Ai fini di una puntuale applicazione, l’organo collegiale preposto attribuisce il credito formativo secondo i seguenti criteri :

q       punti 0,30 per la frequenza e la partecipazione attiva (se le assenze non superano il 15% del totale dei giorni di lezione);

q       per la partecipazione ad attività extracurriculari organizzate dalla Scuola (max due corsi) punti:

·          0,10 per ogni corso di durata fino a 15 ore;

·          0,15 per ogni corso di durata maggiore;

q       punti 0,15 per la partecipazione ad attività extrascolastiche coerenti con le finalità proprie dell’Istituto e organizzate da Enti ed Associazioni accreditati (max due corsi); 

q       punti 0,20 per la partecipazione ai corsi PON, POR, Olimpiadi, DELF, Cambridge, Stage ed ECDL (max due corsi).

L’allievo potrà conseguire il massimo della banda di oscillazione del credito scolastico di appartenenza, in uno dei seguenti casi:

q       media dei voti con parte decimale non inferiore a 0,50;

q       somma tra la parte decimale della media dei voti con il credito formativo, come sopra calcolato, non inferiore a 0,50.

Per valorizzare al meglio le eccellenze, il punteggio massimo previsto nella banda di oscillazione relativa alla media dei voti tra 8 e 10, viene assegnato in uno dei seguenti casi:

  q       media dei voti non inferiore a 9;

q       media di almeno 8,5 e credito formativo non inferiore a 0,50.

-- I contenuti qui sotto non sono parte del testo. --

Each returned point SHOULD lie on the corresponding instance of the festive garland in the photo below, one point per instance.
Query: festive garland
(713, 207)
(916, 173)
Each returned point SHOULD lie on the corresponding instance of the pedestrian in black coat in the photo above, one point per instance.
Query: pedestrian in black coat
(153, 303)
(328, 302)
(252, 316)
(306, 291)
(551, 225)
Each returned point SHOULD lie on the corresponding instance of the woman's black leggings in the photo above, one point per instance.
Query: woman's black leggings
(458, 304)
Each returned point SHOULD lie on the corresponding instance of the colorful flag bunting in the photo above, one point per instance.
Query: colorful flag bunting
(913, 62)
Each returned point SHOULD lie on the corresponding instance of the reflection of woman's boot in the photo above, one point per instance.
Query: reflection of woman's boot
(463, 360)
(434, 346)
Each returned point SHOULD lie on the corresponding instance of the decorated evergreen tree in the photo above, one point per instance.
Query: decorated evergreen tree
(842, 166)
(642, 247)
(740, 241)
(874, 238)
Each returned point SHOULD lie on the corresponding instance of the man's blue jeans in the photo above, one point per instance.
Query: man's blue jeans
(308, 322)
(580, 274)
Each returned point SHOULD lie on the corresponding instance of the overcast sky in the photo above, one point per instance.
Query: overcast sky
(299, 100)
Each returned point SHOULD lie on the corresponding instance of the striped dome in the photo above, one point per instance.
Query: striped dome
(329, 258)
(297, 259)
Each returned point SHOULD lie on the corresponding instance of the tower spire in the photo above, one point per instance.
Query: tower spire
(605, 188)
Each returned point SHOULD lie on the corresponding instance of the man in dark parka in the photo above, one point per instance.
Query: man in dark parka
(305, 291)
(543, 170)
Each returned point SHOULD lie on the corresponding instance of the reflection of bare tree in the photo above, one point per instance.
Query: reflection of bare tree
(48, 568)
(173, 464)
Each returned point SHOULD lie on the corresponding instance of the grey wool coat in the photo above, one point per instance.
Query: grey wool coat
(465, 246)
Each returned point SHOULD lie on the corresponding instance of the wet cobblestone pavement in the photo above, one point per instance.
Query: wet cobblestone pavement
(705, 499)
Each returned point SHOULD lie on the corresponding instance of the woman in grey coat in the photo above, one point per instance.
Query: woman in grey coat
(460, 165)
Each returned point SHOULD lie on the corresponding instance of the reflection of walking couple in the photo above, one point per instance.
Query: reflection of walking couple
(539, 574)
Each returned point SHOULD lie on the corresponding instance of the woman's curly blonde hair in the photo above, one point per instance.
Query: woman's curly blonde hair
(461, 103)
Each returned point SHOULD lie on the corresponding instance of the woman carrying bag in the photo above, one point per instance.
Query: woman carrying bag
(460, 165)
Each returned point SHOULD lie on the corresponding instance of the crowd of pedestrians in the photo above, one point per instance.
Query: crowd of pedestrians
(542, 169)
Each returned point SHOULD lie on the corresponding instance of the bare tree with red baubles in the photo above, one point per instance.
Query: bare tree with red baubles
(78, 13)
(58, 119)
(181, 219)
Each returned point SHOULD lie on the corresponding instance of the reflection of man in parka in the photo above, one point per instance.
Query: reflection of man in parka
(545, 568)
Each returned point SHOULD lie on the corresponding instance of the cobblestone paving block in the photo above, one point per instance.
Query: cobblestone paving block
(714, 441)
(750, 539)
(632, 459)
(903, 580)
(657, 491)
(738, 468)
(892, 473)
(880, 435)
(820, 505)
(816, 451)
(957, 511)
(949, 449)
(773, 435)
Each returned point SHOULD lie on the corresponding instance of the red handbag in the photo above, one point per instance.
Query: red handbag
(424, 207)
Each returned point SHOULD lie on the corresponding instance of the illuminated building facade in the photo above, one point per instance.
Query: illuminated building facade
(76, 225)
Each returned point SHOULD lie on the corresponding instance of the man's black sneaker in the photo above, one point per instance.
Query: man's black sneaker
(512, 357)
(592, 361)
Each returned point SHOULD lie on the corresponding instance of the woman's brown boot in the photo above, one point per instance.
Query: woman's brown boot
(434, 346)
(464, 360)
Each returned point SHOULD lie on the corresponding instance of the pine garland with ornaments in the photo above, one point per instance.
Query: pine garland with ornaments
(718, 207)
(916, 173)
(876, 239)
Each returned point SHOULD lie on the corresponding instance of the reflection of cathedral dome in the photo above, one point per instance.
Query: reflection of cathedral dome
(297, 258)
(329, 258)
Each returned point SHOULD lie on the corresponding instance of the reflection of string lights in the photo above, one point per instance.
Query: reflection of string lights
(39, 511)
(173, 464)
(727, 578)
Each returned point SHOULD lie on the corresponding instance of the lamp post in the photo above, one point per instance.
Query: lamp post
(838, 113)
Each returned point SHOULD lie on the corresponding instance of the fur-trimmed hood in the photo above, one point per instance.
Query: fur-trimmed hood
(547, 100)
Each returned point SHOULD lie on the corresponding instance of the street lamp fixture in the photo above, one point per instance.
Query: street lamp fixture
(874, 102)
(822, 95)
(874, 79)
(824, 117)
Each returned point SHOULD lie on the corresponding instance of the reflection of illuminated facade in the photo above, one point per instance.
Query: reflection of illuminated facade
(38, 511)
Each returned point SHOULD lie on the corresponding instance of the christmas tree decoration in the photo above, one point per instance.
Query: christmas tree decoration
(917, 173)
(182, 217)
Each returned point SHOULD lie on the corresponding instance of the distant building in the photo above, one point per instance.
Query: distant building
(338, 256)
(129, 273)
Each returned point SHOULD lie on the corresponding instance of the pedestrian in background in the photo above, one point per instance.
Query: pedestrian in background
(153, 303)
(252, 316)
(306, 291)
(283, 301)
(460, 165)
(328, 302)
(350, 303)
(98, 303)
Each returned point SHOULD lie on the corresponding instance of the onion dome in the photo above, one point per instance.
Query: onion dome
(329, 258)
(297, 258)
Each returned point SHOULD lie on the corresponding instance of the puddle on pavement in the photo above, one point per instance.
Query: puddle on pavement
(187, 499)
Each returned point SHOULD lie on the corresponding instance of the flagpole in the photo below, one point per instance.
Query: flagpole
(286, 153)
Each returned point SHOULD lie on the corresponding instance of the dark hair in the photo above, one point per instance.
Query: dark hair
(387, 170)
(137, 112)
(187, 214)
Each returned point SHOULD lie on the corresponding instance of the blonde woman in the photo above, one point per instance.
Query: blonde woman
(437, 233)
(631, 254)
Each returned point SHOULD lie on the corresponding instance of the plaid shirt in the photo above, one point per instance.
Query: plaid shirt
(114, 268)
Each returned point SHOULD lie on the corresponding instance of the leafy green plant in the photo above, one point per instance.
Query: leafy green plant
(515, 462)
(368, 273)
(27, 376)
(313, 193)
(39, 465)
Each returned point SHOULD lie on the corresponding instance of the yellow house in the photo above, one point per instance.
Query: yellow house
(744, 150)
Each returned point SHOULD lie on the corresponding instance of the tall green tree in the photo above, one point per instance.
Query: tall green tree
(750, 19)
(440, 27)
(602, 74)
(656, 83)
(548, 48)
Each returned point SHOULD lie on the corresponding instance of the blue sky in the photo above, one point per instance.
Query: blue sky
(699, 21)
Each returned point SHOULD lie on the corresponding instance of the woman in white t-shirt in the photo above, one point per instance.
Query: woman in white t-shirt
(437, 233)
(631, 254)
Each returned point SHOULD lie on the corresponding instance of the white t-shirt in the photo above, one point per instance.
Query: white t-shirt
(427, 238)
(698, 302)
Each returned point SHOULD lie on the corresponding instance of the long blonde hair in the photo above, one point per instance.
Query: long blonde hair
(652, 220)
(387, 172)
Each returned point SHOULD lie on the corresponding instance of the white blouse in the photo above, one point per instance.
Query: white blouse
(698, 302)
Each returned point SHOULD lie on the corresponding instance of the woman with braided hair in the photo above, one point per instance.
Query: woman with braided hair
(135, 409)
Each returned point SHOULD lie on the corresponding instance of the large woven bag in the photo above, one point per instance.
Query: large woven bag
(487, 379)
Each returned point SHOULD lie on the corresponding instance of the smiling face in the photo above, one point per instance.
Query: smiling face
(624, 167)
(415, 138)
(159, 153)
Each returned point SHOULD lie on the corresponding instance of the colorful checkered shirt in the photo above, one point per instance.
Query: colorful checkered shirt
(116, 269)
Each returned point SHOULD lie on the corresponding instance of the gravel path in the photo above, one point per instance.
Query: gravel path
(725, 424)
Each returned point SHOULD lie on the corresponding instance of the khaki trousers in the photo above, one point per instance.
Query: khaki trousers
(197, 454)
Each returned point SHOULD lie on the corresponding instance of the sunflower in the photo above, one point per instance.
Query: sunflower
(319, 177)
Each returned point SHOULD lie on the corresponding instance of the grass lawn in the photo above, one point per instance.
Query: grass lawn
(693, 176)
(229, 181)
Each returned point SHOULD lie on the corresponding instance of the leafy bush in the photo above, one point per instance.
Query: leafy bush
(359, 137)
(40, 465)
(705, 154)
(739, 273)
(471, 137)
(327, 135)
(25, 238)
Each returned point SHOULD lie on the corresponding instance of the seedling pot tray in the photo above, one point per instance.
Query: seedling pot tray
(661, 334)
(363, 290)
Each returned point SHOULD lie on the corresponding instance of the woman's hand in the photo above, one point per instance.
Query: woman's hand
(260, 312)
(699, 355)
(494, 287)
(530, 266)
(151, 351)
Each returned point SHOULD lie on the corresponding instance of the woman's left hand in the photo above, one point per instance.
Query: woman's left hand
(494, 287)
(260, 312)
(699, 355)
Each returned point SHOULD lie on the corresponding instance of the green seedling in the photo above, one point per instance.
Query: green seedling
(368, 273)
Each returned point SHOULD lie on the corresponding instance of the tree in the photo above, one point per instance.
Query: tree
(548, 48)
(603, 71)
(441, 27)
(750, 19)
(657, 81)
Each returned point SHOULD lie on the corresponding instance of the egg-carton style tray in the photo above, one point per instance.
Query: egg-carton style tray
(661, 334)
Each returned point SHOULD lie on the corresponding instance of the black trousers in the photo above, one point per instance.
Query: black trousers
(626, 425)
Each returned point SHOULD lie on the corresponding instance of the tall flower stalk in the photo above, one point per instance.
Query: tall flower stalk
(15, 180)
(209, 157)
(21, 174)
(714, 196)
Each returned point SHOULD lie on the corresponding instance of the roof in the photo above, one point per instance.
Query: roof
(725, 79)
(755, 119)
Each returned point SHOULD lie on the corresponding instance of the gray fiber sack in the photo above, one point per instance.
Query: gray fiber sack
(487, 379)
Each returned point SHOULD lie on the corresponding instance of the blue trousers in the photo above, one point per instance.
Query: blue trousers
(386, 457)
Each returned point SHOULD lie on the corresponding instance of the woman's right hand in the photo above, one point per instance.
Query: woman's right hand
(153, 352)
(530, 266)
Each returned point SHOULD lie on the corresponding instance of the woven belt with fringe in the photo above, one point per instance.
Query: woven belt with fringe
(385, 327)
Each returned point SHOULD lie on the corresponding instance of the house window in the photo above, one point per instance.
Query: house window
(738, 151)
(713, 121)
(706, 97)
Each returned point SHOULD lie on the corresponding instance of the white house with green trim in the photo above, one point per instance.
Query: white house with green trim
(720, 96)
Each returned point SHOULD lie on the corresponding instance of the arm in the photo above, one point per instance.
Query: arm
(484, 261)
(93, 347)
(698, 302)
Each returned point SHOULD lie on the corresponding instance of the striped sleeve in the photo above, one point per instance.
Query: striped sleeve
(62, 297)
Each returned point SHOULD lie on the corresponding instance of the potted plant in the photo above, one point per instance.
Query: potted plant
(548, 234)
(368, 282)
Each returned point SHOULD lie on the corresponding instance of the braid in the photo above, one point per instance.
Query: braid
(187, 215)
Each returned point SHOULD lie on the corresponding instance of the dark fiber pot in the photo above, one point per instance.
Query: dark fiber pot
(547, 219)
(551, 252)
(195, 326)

Nell’attribuire il voto di condotta, il consiglio di classe, su proposta del docente che ha il maggior numero di ore di insegnamento nella classe, tiene conto dei seguenti criteri:

·         essere corretto e rispettoso delle regole della vita scolastica ;

·         partecipare alle varie attività deliberate dagli organi collegiali competenti;

·         frequentare regolarmente le lezioni;

·         assolvere con responsabilità agli impegni di studio.

Viene potenziata la prassi concreta della comunicazione e l’informazione con studenti e famiglie attraverso la designazione di un Docente “ tutor “ per singola classe. In caso di avvio di procedimenti per interventi disciplinari, provvederà il Dirigente scolastico.